Abstract 95P
Background
The optimal surveillance strategy in patients with resected non-small cell lung cancer (NSCLC) is unknown. Early detection of recurrences by intense imaging follow-up may improve survival and whole-body fluorine-18-deoxyglucose positron emission tomography-computed tomography (FDG-PET/CT) might be the optimal imaging modality given its high accuracy in preoperative staging. However, the role of FDG-PET/CT during postoperative surveillance remains controversial.
Methods
Data from a single-center cohort of 205 patients with resected stage I-III NSCLC and FDG-PET/CT surveillance was retrospectively collected, and patterns of recurrence and secondary primary lung cancer (SPLC) analyzed. All patients had preoperative FDG-positive tumor lesions and regular follow-up imaging with at least one postoperative FDG-PET/CT.
Results
With a median follow-up time of 26.3 months (range, 4.1-60.6), the rate for recurrence and secondary primary lung cancer (SPLC) was 22% and 8%, respectively. Approximately half of patients with recurrences presented with possibly associated pulmonary or general symptoms. However, this was the case only in 18% of patients with SPLC. Overall, 83% of all recurrences, and 65% of SPLC were detected on FDG PET/CT. Secondary curative-intent treatment was possible in 37% of patients with recurrences and in all patients with SPLC. For patients who had secondary curative-intent treatment for recurrence, the 1- and 2-year recurrence-free survival rates were 63% [42%, 96%] and 53% [31%, 91%], respectively.
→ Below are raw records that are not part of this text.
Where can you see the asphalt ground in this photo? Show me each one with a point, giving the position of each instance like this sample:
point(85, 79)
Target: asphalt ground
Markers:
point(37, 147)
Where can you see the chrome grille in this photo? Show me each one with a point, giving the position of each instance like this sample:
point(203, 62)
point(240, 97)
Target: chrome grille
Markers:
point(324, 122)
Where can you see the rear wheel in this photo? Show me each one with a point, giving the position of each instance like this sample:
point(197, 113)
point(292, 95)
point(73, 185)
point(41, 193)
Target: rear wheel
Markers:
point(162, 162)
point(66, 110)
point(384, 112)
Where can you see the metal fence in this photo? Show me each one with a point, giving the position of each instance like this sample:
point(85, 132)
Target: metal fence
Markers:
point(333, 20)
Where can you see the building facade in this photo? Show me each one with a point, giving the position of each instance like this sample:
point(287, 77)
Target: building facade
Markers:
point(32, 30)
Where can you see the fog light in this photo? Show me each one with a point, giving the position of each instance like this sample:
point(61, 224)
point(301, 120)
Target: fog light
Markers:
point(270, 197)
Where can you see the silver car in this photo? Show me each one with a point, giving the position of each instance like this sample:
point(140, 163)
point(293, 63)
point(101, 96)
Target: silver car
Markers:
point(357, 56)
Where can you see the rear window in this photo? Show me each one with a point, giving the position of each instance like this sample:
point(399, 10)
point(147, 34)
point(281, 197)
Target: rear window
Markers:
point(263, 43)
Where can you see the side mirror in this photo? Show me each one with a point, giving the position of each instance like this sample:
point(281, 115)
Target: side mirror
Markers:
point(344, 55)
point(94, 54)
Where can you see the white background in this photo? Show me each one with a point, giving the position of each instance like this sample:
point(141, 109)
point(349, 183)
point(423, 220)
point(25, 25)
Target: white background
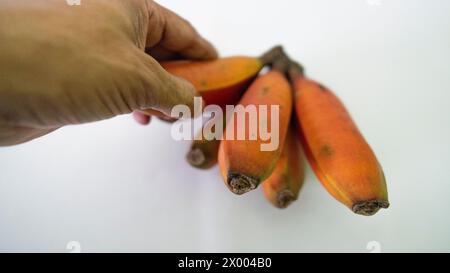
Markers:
point(118, 186)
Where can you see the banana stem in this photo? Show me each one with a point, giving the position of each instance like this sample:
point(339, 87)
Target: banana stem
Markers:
point(272, 55)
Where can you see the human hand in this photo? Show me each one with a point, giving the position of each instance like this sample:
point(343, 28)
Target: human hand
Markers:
point(65, 64)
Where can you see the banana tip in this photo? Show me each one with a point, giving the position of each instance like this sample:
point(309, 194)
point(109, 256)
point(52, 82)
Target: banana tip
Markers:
point(240, 184)
point(284, 199)
point(369, 208)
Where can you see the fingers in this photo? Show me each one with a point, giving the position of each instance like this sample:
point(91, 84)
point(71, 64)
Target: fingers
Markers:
point(169, 31)
point(163, 90)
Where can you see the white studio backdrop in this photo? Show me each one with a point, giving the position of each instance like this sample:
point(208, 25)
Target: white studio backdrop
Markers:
point(118, 186)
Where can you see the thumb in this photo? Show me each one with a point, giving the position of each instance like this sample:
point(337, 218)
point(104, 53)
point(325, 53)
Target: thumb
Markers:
point(163, 90)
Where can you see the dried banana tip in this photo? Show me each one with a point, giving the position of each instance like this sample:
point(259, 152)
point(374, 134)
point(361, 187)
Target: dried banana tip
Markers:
point(240, 184)
point(369, 208)
point(284, 199)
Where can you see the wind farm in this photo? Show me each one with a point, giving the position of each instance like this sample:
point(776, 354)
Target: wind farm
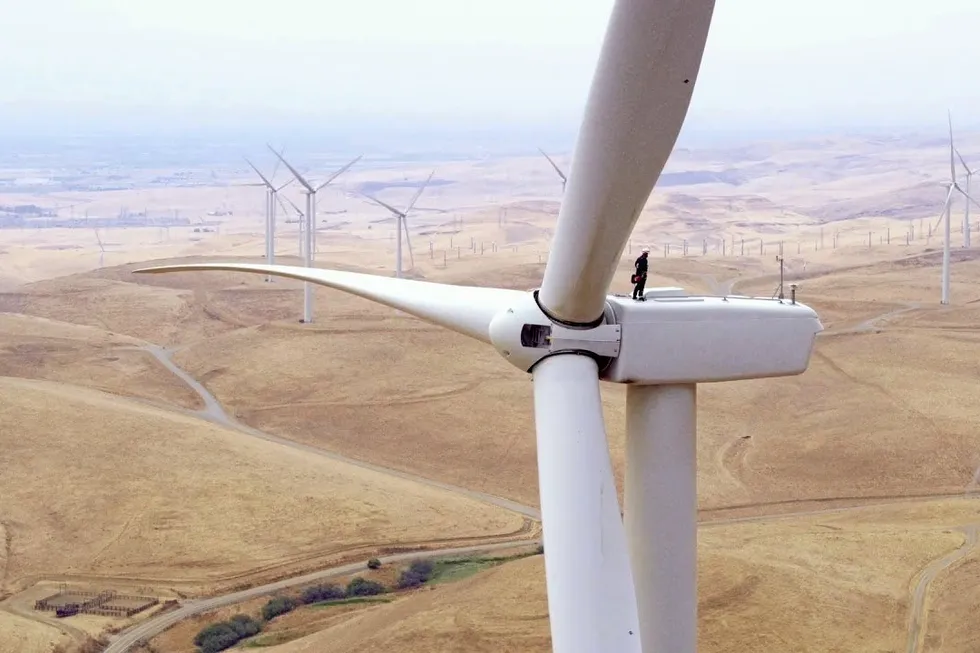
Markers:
point(775, 451)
Incidental FDG-positive PET/CT findings occurred in 25% of all patients, mostly infections (71%).
Conclusions
In our cohort of patients with resected stage I-III NSCLC, recurrence was identified in more than 80% of all cases in one of the standardized three PET/CTs performed as part of our follow-up imaging protocol during the first two years after resection. Nearly all patients with non-distant recurrence qualified for a second curatively intended treatment. Further studies are necessary to identify patients who might benefit from an even more intensive surveillance strategy.
Clinical trial identification
EKNZ 2020-2000; November 2nd, 2020.
Legal entity responsible for the study
The authors.
Funding
Has not received any funding.
Disclosure
All authors have declared no conflicts of interest.